Education and Outreach
This week the Education and Outreach Officer continued scheduling and planning video outreach events with schools in the USA, Italy, and China. An event with an Italian university was organized with the participation of one of the Co-Chief Scientists. Filming of short interviews with scientists was initiated. In addition, a multilingual activity involving several shipboard scientists was organized with a school group from Florida that sent styrofoam cups which the children decorated. These cups made a trip to 3758 m below sea level—just above the seafloor—on the subsea camera system while we drilled in the casing at Hole U1499B.
Technical Support and HSE Activities
- Assembled dual G guns for upcoming check shot with VSI logging tool.

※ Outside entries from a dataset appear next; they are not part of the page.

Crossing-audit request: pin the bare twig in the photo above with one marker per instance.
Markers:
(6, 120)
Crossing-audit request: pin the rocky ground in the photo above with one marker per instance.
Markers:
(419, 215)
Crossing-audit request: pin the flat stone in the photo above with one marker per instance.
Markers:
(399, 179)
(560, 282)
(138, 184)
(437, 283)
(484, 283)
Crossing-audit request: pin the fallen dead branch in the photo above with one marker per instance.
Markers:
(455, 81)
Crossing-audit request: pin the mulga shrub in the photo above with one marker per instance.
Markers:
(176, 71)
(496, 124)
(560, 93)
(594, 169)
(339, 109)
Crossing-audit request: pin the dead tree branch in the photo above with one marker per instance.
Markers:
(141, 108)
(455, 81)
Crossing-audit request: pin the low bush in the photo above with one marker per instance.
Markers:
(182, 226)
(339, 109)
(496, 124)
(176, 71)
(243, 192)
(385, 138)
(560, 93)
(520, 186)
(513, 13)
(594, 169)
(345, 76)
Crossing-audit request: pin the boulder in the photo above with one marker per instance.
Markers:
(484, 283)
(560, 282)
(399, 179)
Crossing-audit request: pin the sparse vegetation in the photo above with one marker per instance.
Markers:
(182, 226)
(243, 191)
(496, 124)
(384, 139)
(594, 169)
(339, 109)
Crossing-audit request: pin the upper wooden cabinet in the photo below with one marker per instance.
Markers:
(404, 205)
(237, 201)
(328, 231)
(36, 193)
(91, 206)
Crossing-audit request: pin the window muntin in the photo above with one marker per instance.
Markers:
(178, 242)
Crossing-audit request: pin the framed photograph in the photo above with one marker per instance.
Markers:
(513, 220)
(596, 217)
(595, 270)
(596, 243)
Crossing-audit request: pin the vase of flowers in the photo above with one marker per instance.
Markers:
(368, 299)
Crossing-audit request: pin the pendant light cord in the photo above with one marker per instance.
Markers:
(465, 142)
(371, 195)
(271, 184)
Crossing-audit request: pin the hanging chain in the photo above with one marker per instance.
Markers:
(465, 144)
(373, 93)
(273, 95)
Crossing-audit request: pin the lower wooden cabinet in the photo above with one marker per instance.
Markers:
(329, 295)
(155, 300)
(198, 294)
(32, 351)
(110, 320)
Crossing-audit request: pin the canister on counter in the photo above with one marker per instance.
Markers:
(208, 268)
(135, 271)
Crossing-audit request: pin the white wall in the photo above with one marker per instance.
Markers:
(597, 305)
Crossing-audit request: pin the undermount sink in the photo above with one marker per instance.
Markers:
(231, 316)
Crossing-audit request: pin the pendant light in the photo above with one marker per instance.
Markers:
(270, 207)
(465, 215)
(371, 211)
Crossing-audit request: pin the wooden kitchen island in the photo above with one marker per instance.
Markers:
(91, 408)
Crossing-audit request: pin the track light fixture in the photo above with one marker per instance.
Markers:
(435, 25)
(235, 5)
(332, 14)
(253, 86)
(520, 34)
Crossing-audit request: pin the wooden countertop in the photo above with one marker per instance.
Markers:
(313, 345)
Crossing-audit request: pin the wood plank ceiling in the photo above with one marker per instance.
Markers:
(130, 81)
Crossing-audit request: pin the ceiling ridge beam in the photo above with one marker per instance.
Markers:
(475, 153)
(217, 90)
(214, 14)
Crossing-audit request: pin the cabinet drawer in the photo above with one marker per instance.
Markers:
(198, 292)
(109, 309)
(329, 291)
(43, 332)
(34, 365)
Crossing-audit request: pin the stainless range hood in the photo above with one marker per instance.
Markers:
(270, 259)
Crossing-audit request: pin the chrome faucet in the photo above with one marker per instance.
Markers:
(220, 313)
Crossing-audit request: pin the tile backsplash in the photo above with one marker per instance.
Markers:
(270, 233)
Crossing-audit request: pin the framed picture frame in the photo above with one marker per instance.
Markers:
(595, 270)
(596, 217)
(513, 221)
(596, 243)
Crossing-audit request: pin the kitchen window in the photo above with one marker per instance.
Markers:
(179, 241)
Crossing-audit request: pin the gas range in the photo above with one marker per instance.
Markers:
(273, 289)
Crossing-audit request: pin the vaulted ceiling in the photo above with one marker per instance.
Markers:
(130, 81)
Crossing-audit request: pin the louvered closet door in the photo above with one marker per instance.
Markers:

- Gave Protected Species training to new Marine Laboratory Specialists.
- See Developers section for additional laboratory issues.
Application Developer Activities
- Failure of the nonresponsive NGR sensor was isolated to the PMT. Repair targeted for Expedition 368 port call.
- New revision of SampleMaster was distributed.
- MagIC consortium provided updates to PmagPy (Python-based) utilities for reviewing and managing paleomagnetics data. Includes an updated tool to take LORE SRM data into the MagIC data formats.
- Continued remote participation with scoping of GeoDESC and Coulometer projects.
- Eye wash and safety showers were tested.